Dia menegaskan jika hal tersebut terjadi akan mempengaruhi kewenangan KPK sebagai lembaga penegak hukum.

"Secara prinsip saya tidak setuju KPK digabung dengan Ombudsman, karena kewenangan tugas dan fungsi, itu berbeda. Justru kalau digabung nanti, fungsi kewenangan itu menjadi rancu, bias, kabur.
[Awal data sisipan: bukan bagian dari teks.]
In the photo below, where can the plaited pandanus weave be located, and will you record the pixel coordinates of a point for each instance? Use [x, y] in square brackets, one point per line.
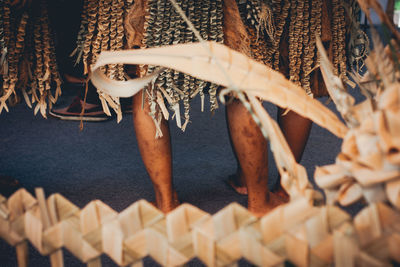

Dan kemudian malah tidak akan bermanfaat untuk kebaikan bangsa dan pemberantasan korupsi," kata Boyamin, Jumat 5 April 2024.

KPK yang berdiri sendiri dan memiliki kewenangan menangani kasus korupsi sudah tepat.

"Kita kan zaman modern itu semakin spesialis, semakin khusus itu kan bagus, mala kalau digabung-gabungkan  mala tidak efisien, malah tidak profesional," kata Boyamin.

 

Boyamin menilai, daripada melebur KPK dan Ombudsman, lebih baik  memperkuat kewenangan kedua lembaga tersebut.

"Ditambah kewenangannya, diperkuat lagi KPK. Khususnya KPK dikembalikan ke Undang-Undang lama itu harus," katanya.

Redaktur : Desi

REQ Home
IFBC Expo Oktober 2025
REQcomm Strategic Consultant

Berita Terkait

Tidak ada berita terkait.

Berita Rekomendasi

Tidak ada berita rekomendasi.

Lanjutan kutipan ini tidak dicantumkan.